A new study published in the journal Global Change Biology states growing crops and raising livestock produces more carbon emissions that contribute to climate change than land use and deforestation. The reason for this, Carbonbrief reports, is that deforestation and land use has dropped while agriculture activities involving farming and livestock are on the rise.
On average, cutting down trees and clearing land contributed the equivalent of 6.4 gigatonnes (Gt) of carbon dioxide to the atmosphere each year of the 1990s. This fell to 5.4 Gt in the 2000s and to 4.9 Gt in 2010, the study finds.
In comparison, global emissions from crop and livestock production rose from 4.8 Gt in the 1990s, to 5.2 Gt in the 2000s and to 5.4 Gt in 2010. Emissions from agriculture are growing at around one per cent per year, the study estimates.

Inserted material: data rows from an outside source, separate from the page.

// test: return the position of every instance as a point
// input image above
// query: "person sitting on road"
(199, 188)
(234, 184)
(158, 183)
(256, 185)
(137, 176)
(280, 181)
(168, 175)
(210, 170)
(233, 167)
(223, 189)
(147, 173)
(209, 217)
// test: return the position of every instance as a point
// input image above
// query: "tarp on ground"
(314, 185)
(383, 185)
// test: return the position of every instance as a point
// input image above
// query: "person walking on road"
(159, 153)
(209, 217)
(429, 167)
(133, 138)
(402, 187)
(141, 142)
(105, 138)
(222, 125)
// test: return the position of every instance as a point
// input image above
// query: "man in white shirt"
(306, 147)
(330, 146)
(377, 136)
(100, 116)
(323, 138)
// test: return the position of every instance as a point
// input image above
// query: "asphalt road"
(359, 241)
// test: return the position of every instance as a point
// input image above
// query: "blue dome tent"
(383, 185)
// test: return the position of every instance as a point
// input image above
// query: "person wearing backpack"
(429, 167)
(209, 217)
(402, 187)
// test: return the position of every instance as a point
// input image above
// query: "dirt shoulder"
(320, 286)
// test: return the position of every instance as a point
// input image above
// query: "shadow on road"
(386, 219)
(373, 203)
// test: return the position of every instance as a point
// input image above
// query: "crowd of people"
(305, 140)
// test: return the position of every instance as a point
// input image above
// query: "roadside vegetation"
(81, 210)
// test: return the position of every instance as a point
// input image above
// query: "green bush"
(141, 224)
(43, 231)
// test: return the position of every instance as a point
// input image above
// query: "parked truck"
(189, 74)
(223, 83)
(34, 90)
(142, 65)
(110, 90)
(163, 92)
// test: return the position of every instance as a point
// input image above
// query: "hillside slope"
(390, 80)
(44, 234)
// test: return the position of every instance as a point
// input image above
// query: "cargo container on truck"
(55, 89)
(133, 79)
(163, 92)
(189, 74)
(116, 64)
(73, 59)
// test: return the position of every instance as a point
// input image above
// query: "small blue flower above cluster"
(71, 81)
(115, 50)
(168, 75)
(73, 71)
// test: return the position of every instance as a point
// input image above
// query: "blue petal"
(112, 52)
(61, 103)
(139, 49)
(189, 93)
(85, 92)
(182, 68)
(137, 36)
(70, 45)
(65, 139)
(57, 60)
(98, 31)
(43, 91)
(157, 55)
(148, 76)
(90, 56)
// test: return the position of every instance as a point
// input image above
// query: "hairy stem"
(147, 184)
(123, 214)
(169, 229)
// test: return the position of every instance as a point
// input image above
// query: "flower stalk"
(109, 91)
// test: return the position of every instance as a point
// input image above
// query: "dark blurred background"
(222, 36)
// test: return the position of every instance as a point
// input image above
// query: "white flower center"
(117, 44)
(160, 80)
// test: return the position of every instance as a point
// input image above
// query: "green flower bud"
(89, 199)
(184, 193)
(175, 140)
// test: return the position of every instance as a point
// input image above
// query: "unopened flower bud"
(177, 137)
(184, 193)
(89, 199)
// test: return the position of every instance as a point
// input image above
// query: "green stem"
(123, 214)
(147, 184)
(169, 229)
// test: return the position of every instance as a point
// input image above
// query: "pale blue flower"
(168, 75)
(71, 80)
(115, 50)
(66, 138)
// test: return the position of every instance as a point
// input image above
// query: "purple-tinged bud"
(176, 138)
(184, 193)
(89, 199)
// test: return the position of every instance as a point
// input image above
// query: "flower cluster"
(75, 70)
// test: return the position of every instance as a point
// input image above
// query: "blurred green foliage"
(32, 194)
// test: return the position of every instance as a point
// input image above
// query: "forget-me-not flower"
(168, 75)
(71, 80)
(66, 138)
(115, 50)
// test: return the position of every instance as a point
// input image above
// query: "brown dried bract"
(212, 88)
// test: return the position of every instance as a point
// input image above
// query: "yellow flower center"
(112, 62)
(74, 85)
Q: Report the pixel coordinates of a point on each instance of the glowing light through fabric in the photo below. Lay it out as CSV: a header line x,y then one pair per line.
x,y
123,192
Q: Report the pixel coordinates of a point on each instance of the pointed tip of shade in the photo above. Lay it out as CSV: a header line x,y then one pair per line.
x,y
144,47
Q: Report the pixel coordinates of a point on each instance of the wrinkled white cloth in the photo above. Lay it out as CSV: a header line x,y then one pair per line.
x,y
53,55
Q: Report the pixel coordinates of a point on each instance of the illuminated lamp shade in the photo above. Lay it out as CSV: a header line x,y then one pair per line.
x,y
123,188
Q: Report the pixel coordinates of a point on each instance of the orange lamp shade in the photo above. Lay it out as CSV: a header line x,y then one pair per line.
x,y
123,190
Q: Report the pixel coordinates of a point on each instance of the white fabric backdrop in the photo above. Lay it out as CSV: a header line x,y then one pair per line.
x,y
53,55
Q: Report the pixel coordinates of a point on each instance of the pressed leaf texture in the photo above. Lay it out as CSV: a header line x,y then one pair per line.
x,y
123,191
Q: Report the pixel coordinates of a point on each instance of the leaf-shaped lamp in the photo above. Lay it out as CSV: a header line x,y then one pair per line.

This comes in the heels of a study published December of last year that determined that carbon emissions from meat and dairy production produce more carbon dioxide than automobiles, planes, trucks, ships and trains.
In some ways this makes sense since when land use and deforestation drops off, carbon emissions from farming and livestock production will be measured as higher if only compared to the former categories. However, this new study will probably be used in conjunction with the dairy and meat study at some point if environmentalists decide to try to push for carbon controls of food production. The purpose of this kind of study is one more arrow in their quiver if they want an excuse to push more of their policies into our lives.